All set for Cheltenham bally-hoo
BALLYALTON has a smashing chance in the BetVictor Gold Cup at Cheltenham.
Trainer Ian Williams is already in good spirits after saddling London Prize and Saunter to big-race victories last weekend.
And now the wise Worcestershire handler has been presented with a neat opportunity in which to maintain the feel-good factor at his Alvechurch stables.
This race is always a fearfully difficult handicap from a punting perspective, but Ballyalton ticks an awful lot of boxes and offers logical value in a wide-open renewal.
His trainer’s hot run of form is obviously reassuring, but the 10-year-old also enjoys it at Cheltenham, having won twice in six visits to the track.
He also got to within four and a half lengths of Faugheen in the Neptune Novices’ Hurdle at the 2014 Festival - after which he spent 20 months on the sidelines.
But it was his performance at Cheltenham in March 2016 that perhaps deserves the greatest scrutiny with this race in mind.

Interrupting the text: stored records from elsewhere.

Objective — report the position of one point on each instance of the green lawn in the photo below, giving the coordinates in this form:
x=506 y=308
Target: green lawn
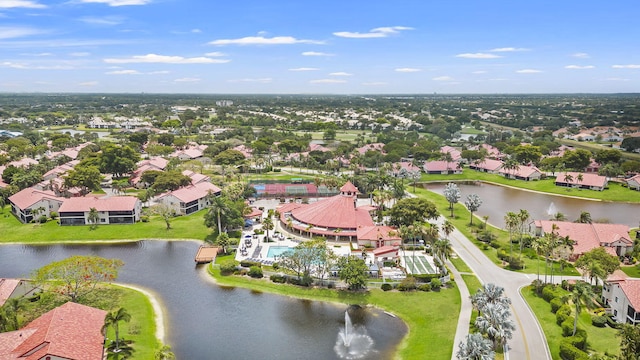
x=615 y=192
x=430 y=316
x=182 y=227
x=600 y=340
x=632 y=271
x=460 y=220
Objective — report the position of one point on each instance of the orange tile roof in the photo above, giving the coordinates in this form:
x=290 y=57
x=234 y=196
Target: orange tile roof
x=113 y=203
x=70 y=331
x=335 y=212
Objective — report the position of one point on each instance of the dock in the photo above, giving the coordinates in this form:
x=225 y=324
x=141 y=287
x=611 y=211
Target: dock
x=206 y=254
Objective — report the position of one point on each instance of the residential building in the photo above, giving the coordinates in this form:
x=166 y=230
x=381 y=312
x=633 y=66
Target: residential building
x=70 y=332
x=189 y=199
x=614 y=238
x=111 y=210
x=622 y=295
x=581 y=180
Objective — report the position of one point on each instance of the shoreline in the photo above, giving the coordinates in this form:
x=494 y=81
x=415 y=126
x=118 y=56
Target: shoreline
x=158 y=312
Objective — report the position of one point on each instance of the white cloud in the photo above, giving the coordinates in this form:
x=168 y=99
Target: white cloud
x=373 y=33
x=123 y=72
x=327 y=81
x=187 y=80
x=374 y=83
x=478 y=56
x=629 y=66
x=579 y=67
x=304 y=69
x=106 y=21
x=261 y=40
x=154 y=58
x=118 y=2
x=408 y=70
x=508 y=49
x=7 y=32
x=581 y=55
x=315 y=53
x=257 y=80
x=7 y=4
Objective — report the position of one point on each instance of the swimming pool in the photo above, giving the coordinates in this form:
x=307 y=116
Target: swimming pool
x=277 y=251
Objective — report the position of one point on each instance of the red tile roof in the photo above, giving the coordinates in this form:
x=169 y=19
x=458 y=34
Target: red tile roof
x=7 y=287
x=193 y=192
x=70 y=331
x=440 y=165
x=587 y=179
x=29 y=196
x=335 y=212
x=113 y=203
x=378 y=232
x=589 y=236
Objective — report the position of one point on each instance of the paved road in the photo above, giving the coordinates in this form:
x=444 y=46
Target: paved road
x=528 y=340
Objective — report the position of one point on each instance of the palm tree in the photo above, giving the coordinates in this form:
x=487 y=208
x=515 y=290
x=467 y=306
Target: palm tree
x=475 y=347
x=219 y=207
x=164 y=353
x=93 y=218
x=267 y=224
x=496 y=323
x=113 y=319
x=581 y=296
x=512 y=221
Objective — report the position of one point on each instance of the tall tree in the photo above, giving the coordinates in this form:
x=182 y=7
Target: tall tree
x=473 y=203
x=112 y=320
x=77 y=276
x=452 y=194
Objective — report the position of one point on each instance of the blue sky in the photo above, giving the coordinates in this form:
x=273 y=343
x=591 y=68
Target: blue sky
x=305 y=47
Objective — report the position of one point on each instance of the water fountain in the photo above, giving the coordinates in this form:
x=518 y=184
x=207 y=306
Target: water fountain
x=353 y=341
x=552 y=210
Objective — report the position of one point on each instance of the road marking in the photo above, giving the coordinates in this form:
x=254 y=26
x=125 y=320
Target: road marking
x=524 y=336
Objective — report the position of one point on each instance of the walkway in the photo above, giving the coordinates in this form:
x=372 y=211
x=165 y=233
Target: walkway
x=528 y=340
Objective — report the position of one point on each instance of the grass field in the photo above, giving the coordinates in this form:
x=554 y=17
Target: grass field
x=429 y=315
x=182 y=227
x=600 y=340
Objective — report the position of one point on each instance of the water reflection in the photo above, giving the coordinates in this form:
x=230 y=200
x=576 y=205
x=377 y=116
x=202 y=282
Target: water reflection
x=206 y=321
x=498 y=200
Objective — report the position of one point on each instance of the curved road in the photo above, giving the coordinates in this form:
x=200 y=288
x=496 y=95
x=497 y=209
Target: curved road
x=528 y=340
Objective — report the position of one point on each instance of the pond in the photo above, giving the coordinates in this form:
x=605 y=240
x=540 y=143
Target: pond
x=498 y=200
x=207 y=321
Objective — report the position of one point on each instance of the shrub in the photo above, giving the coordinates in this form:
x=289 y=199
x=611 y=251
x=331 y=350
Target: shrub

The way he kept going to win a twoand-a-half-mile Listed handicap chase for novices was lovely to see and served clear notice that he was an animal going places in a hurry, even in spite of his advancing years.
Williams is a little concerned Ballyalton, who has admittedly had a stopstart career, might lack the experience of some of the more chiselled campaigners in the field.
That is true from one perspective as he has only raced six times over fences.